Contro i pericoli interni si pubblica la legge dei sospetti; Maria Antonietta d'Austria, vedova di Luigi XIV, Filippo Egalité duca d'Orleans cugino del re e molti altri insigni personaggi sono mandati alla ghigliottina, indi si muove risoluti contro i nemici.

La patria mercè una memorabile eroica difesa è salva dall'invasione straniera.

Si pone l'assedio a Tolone che si è ribellata ed è appunto in questo assedio che si distingue un giovine corso, ufficiale d'artiglieria.

Egli è Napoleone Bonaparte, quell'uomo fatale che alla testa d'un invincibile armata doveva correre vittorioso il mondo intiero.

Pacificata la Vandea e riordinata la Repubblica questa volendo vendicare l'invasione tentata, nominò Napoleone comandante supremo d'un esercito e lo mandò alla conquista d'Italia.

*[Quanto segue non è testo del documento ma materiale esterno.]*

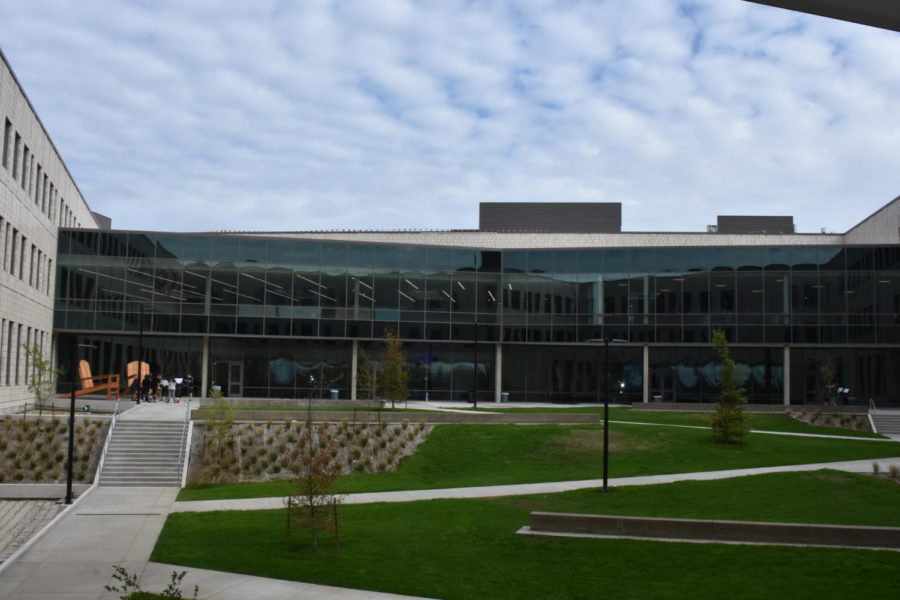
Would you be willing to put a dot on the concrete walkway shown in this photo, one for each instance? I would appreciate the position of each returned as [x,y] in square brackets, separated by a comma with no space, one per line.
[553,487]
[74,557]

Napoleone rompe gli Austriaci e i Piemontesi collegati, a Montenotte, a Dego, a Millesino e conchiuse con Vittorio Amedeo III un armistizio che a Parigi fu tramutato in pace; indi prosegue la gloriosa campagna.

Si getta sugli austriaci, sforza il passo dell'Adda a Lodi ed il 14
Maggio 1796 in mezzo ad una folla plaudente entrava in Milano.

Napoleone si fermò qualche tempo a Milano e si occupò nel dare una forma provvisoria di governo alla Lombardia.